Every Pope since then and the Second Vatican Council (1962-1965) have opposed contraception as a legitimate way of preventing births. In his famous and widely ridiculed encyclical Humanae Vitae, Pope Paul VI predicted in 1968 that if contraception became widespread, four things would happen. He said that there would be less faithfulness in marriage, a general lowering of morality among young people, a loss of respect for women, and government use of this “dangerous weapon” to control population.
Is there any doubt that all these things have come true, even to the point of the government trying today to force Catholic institutions to pay for contraception and abortion-causing devices? When God’s plan is ignored, bad things happen.
Once contraception is accepted, and the life-giving purpose of sexuality is cast aside, then any kind of sexual behavior is allowed, including that between persons of the same sex.

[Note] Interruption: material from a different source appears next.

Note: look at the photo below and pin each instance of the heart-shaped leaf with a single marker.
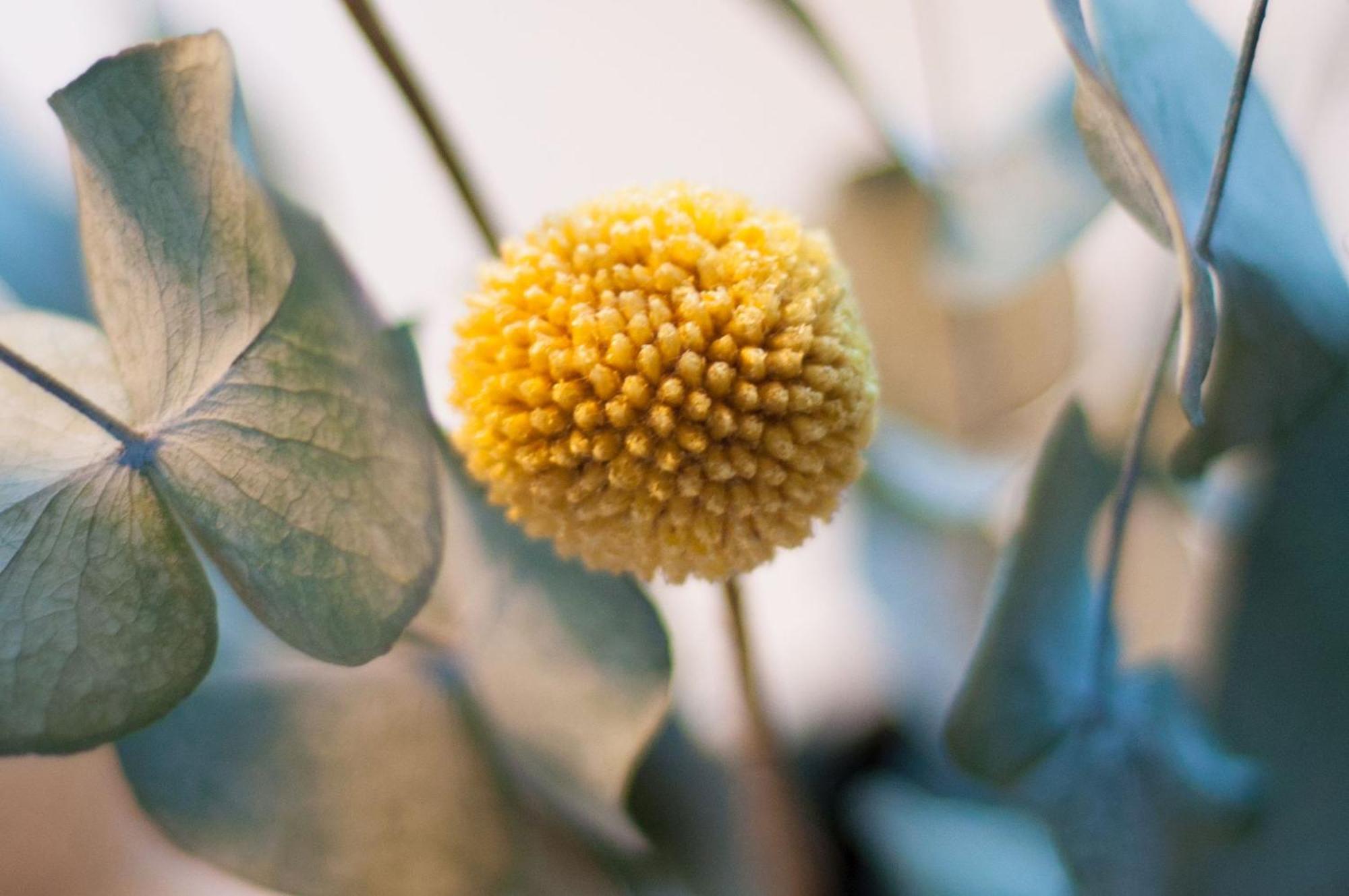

But we know that two men or two women cannot be “fertile and multiply” or “become one body,” as God intended, so same-sex relationships are contrary to His plan. Nor can persons of the same sex call their union “marriage” since God said that marriage involves one man and one woman wedded to each other for life. You can call an elephant a canary, but that doesn’t make him a canary. Nor does calling the relationship of two men or two women “marriage” make it marriage.
This is a difficult point to get across, to children as well as adults, because people today base their moral decisions on feelings, not on truth or on how God wants us to live. But the job of a catechist is to present what God teaches, in a sensitive and compassionate way, of course, always distinguishing between the sinner, who is loved by God, and the sin, which is not loved by God. It’s a difficult tightrope to walk since we sound so out of touch with the world around us. But if our students don’t hear the truth from us, where will they hear it?
As for resources with short answers, there is the Youth Catechism of the Catholic Church (known as YOUCAT) and two short books by Pam Stenzel, a nationally known speaker on chastity — Nobody Told Me and Who’s in Your Social Network? Both books feature e-mail exchanges between Stenzel and young people with many questions.
There are also some good books and videos by Jason and Crystalina Evert, and they have a web site (chastityproject.com) that contains commentaries in writing and on videos on such topics as dating, how far is too far, pornography, homosexuality, birth control, STDs, starting over, how to stay pure, and vocations and spirituality. There is much valuable information on this web site that will help catechists teach these important subjects, but the catechist will still have to determine what material is suitable for a particular age group and what the best way would be to present it.